Sunday, May 11, 2008

"Maybe Gov. Perry has lived in the big city a tad too long."

State faces many rural roadblocks

May 11, 2008

John Kanelis:
Amarillo Globe-News
Copyright 2008

Texas Gov. Rick Perry wants to build a big highway through the Lone Star State. No, make that a really big highway, as in a monstrously big highway.

The exact route hasn't been determined. The mega-highway would run roughly from Laredo on the Rio Grande River through the Hill Country and the Piney Woods and then through Texarkana in that tiny portion of the state that borders Arkansas.

Imagine for a moment if that thoroughfare would be pointed in the other direction - from the Valley, through the South Plains and then through the heart of the Panhandle, right past Palo Duro Canyon before exiting the state at, say, Texline.

Would rural West Texans be angry? Would they resist this monstrous highway project?

You bet, just as folks in some Central and East Texas counties are squawking.

It's difficult to imagine such a thing happening to this part of the state. In fact, I am having a hard time justifying such a grandiose project tearing its way through any part of the state without a major part of our population getting upset to the point of mounting a serious protest in Austin.

State Rep.
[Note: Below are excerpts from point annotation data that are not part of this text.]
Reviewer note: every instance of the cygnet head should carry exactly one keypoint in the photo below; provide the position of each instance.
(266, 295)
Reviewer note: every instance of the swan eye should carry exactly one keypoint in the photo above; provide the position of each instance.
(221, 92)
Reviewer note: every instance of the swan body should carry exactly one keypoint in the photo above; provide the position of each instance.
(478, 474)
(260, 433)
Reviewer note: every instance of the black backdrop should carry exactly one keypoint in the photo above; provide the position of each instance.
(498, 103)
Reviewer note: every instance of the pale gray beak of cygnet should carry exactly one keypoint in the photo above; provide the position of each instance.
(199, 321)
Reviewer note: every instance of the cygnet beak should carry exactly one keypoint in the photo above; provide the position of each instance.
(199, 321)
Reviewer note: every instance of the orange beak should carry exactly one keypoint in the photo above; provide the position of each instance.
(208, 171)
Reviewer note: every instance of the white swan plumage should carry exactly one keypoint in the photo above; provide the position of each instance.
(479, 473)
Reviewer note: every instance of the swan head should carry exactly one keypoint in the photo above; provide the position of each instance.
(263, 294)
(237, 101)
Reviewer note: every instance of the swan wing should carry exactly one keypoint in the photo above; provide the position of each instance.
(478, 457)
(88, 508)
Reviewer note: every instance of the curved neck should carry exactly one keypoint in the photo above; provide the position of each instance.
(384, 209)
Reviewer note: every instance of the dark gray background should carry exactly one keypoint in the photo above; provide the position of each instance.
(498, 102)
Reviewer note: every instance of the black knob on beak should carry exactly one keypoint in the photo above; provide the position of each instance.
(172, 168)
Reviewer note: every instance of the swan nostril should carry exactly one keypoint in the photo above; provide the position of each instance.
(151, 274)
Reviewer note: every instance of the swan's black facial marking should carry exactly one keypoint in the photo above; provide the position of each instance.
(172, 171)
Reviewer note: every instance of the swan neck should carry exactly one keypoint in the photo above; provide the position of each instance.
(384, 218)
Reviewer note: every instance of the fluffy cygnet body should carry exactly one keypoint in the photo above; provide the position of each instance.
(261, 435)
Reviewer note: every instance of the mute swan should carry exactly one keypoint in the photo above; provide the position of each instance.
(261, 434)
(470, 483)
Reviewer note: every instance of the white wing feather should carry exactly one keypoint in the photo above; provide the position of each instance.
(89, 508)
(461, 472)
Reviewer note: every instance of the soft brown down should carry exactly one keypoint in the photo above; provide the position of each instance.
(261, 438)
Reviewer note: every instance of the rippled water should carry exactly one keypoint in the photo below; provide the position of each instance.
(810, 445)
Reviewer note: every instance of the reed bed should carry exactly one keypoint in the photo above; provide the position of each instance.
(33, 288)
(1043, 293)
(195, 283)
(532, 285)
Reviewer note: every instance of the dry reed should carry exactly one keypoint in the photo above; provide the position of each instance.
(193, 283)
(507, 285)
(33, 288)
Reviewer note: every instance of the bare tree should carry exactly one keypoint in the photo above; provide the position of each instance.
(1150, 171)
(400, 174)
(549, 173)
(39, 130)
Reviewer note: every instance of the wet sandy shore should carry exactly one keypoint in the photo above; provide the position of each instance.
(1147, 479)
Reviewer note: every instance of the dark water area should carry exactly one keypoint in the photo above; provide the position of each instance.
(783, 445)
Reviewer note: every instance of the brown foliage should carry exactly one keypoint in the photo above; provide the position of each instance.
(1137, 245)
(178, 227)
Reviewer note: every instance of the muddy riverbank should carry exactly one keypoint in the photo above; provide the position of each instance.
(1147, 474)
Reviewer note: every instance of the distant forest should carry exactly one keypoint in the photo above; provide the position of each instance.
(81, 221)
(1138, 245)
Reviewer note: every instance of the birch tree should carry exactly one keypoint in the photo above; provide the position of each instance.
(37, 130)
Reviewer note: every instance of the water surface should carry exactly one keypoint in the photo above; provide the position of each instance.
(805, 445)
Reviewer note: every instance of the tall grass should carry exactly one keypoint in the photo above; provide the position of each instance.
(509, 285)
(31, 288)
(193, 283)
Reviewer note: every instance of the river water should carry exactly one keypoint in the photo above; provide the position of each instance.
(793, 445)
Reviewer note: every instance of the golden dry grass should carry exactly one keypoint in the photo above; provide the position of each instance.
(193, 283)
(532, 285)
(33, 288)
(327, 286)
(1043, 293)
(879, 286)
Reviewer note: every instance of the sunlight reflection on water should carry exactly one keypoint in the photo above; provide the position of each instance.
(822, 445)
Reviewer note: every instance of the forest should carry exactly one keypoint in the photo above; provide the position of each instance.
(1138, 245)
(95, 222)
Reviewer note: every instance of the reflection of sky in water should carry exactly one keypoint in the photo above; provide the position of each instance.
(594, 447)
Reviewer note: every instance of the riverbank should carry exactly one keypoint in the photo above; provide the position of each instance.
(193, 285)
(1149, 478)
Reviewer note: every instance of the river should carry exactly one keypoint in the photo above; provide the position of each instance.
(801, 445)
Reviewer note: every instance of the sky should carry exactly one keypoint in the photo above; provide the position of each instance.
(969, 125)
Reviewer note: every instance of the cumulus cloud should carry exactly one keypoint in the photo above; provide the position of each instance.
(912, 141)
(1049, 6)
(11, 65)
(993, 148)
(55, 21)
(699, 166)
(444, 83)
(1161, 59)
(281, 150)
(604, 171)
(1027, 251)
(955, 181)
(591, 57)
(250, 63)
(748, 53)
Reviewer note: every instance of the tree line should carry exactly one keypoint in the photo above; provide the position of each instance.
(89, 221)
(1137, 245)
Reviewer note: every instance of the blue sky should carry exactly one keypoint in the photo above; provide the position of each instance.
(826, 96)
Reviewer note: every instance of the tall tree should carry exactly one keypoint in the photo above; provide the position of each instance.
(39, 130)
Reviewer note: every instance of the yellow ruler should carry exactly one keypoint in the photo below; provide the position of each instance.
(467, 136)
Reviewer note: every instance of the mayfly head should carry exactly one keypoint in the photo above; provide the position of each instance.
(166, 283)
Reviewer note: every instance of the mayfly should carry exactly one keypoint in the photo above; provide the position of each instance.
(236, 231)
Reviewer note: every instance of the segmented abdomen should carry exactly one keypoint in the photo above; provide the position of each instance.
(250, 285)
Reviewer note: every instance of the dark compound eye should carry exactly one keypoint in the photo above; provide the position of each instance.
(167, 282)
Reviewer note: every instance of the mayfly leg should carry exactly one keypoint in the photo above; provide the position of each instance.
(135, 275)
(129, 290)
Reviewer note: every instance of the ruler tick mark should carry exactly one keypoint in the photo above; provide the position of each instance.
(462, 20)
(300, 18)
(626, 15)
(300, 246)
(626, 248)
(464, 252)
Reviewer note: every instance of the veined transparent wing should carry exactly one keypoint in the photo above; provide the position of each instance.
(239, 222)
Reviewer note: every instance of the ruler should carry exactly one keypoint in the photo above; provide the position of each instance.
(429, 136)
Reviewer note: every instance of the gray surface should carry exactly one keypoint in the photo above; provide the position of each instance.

David Swinford, R-Dumas, once told me that the major fault lines in the state's ongoing struggle for political power separates rural and urban interests. He said the fight isn't so much partisan - Democrats vs. Republicans. Instead, it pits farmers and ranchers against those big-city movers and shakers.

The Interstate 69/Trans-Texas Corridor is designed to accommodate an enormous projected increase in traffic from Texas to points elsewhere throughout the nation.

It looks like a good idea - on paper. Then you start hearing about the town-hall meetings all along the corridor's proposed route and the complaints from Texans who would have to endure a major disruption in their lives.

That's just from the folks who would be displaced, literally, from land that may have been in their families' hands since Gen. Houston surprised Santa Anna at San Jacinto back in 1836.

To cut a miles-wide swath through Texas will require huge condemnation proceedings by the state against property owners.

Remember when River Road school officials sought to build a new high school campus on the west side of the Dumas Highway in 2006? Do you recall the battle they fought with a property owner who didn't want to give up his land so the school district could complete the job approved by voters in a districtwide bond issue election?

Imagine battles such as that - and worse - occurring along a 575-mile route from Laredo to Texarkana.

Intellectually, it's easy to understand why some folks - Gov. Perry included - believe the Trans-Texas Corridor is vital. "With 1,200 people per day coming to live in Texas," says the group, Texans for Safe Reliable Transportation, "we need more transportation infrastructure and more highway funding from all sources, including tolls, private investment and other sources."

Did they say "tolls"?

That leads us into another hotly contested issue, which will feature Mark Tomlinson, the soon-to-be-former Amarillo District engineer for the Texas Department of Transportation, who is about to be the Main Man in the state's toll road implementation plan.

Toll roads aren't a popular notion in this part of mostly rural West Texas. I don't figure they'll be any more palatable for the rural folks who live east of us.

This Trans-Texas Corridor is a long way from being built, to be sure.

And although one can imagine how those who live along its proposed route might feel about it, one should picture such a huge piece of "transportation infrastructure" carving its way through our back yards.

It isn't pretty.

It's also fair, I believe, to suggest that just maybe Gov. Perry - who grew up in rural Haskell County - has lived in the big city a tad too long.